Please, give up this idea of an LRT. Where will the money come from? We have an aging population in St. Albert because younger people cannot afford to buy here. The amount of people travelling into Edmonton for work and school is not large compared to our population. Ridership is less than two per cent of our St. Albert population. There is no way we could support an LRT with even triple the amount of those riding transit today.
The LRT is not an answer to anything. And I am sorry, the Amacon development isn't going to provide the ridership the LRT needs. This is a pipe dream that a society who thinks that they are entitled to everything wants. It is not practical for anyone. Why do people think that money grows on trees. Since when did people start thinking that it doesn't matter how much debt we get into because of the supposed social need? Too many of this generation who have grand ideas do not value being conscience of debt. Look at the Great Depression that my parents and grandparents went through. Today, we have a huge slowdown in Alberta with many people going bankrupt because of the debt they racked up. Yet we have some pushing for the LRT which will certainly become part of this great problem of debt.
Why would the people of St. Albert as a whole want this? The majority of residents will never use the LRT, or if they do, very few times. Maybe to go to a hockey game? For maybe a future cost of $100,000 to their property taxes to build an LRT? Pretty expensive game. The figure of $12,000 to build an LRT in the article in the Gazette is based on a per person basis if we have a population growth to 100,000 people. Today that figure would be $20,000 per person or about $100,000 per residence.

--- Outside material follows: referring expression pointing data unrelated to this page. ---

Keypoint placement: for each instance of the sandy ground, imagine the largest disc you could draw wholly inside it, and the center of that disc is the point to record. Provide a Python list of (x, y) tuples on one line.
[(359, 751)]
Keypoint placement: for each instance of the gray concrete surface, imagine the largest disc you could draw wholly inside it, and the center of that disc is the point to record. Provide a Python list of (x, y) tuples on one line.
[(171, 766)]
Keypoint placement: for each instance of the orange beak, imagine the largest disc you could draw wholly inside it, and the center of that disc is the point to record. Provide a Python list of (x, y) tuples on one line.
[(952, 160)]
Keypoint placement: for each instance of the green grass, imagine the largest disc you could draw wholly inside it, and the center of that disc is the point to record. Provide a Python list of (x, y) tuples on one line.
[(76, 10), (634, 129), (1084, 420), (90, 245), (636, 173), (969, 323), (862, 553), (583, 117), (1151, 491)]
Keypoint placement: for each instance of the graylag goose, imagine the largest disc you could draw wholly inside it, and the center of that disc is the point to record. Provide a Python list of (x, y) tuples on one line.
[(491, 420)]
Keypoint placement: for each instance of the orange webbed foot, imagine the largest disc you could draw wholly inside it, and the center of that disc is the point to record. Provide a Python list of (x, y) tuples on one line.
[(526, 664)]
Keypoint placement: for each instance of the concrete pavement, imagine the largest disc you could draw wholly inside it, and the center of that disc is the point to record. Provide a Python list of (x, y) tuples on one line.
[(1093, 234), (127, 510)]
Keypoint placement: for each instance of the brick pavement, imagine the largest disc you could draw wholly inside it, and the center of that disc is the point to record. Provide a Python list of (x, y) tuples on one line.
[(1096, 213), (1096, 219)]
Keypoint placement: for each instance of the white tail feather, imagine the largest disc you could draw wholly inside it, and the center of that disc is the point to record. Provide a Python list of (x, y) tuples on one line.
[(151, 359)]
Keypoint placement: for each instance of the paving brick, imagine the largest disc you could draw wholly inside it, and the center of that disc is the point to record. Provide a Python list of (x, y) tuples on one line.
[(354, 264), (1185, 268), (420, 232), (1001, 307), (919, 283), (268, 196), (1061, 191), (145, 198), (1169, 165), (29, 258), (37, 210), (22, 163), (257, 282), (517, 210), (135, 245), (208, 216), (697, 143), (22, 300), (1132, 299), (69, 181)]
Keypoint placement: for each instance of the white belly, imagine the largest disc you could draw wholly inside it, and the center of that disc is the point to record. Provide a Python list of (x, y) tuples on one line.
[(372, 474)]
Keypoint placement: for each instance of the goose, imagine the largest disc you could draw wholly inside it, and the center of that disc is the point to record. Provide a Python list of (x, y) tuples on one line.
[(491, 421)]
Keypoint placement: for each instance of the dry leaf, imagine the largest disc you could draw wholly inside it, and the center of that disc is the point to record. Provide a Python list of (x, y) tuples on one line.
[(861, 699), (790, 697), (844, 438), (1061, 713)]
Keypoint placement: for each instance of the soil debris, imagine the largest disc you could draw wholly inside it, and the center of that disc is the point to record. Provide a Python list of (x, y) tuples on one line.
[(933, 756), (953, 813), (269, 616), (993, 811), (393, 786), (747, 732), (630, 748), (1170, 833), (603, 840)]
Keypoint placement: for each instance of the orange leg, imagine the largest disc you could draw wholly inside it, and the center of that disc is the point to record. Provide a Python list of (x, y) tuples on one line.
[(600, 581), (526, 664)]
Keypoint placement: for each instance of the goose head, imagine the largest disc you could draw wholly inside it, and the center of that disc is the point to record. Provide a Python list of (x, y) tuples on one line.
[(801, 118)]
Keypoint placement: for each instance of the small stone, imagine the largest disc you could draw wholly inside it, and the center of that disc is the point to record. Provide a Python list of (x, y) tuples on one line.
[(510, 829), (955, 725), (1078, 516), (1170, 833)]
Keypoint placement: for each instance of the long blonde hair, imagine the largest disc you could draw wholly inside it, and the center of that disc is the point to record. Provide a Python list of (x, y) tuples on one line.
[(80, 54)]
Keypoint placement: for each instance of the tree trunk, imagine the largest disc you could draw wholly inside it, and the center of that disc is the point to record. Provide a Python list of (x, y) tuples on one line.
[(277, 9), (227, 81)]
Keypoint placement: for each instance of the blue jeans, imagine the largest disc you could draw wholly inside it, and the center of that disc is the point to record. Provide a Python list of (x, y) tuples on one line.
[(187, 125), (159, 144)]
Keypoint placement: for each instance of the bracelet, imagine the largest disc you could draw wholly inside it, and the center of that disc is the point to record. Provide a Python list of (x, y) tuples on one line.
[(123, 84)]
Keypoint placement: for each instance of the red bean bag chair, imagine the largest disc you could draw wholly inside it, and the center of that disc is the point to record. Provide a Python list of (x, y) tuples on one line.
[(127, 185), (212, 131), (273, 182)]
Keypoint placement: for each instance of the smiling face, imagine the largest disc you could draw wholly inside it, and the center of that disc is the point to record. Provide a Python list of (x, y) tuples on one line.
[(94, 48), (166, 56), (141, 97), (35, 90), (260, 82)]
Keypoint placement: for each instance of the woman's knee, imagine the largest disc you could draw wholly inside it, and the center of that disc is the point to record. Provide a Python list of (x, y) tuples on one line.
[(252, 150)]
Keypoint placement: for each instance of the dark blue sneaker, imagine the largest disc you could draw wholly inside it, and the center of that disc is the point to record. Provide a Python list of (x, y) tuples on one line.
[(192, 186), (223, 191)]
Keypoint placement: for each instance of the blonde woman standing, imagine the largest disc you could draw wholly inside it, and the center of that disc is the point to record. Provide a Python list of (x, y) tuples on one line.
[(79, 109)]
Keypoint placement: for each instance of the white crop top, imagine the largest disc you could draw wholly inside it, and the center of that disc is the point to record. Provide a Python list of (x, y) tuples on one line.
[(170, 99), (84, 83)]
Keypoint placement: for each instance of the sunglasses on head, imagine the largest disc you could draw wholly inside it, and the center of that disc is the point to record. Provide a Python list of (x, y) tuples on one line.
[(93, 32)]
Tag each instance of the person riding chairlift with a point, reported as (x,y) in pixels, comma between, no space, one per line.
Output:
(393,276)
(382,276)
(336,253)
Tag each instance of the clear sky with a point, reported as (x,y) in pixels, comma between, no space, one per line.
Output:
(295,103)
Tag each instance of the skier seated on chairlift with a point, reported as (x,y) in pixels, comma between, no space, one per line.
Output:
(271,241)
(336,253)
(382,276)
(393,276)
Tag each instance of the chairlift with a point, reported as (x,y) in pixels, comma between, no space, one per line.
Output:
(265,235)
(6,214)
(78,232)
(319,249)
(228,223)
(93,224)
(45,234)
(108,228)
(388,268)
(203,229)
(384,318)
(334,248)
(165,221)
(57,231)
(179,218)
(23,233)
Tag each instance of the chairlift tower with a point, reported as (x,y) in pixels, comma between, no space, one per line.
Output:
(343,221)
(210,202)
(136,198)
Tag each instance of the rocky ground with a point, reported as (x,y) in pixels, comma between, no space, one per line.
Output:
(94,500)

Let’s look at the facts. This grand idea of Edmonton has been a financial disaster. The City of Edmonton needs to double its ridership to even come close to breaking even. So how do they do that? They get the outlying communities to buy into the plan and cause those communities to go into debt even farther than themselves and still not solve the problem.
The cost to homeowners in this city would be $100,000 per home to build the LRT in today’s terms. Let’s look at this fact that the annual cost to an LRT pegged at $13 million today would cost each and every home in St. Albert $1,000 or more per year in property taxes, or more than 10 per cent of the city budget as of today for annual upkeep – this for a ridership of less than 1,000 people per day into Edmonton in today’s terms. So we would have over 10,000 homes paying $1,000 per year or more to pay for less than 1,000 people today travelling into Edmonton along with the $100,000 to build. And what benefit do the other 59,000 people in St. Albert today get for the $100,000 plus the $1,000 or more they will pay per year to support an LRT?
I personally do not want to take on this debt. I want to remain debt free and be able to live in comfort as I grow older. We aren’t New York City or Chicago or any of those big cities that have millions of people to support mass transit. We are St. Albert, a small city in the Prairies of Alberta, next to a city that thinks it is a major metropolis. You see, people like to think they are big and should have big plans. But jobs are moving away from Alberta and we aren't growing in population now. Our own government is now pushing the major industry of Alberta away and trying to get us to buy into alternative resources for energy. If we take away oil and gas, where are people going to become employed? Ridership into Edmonton, because of the downturn in oil and gas, is down. So I think the formula used to say the cost will be $12,000 per person is rather light as the figure will turn out to be much higher. But then, for some people, dreams are more important than reality. Their dream isn't my reality.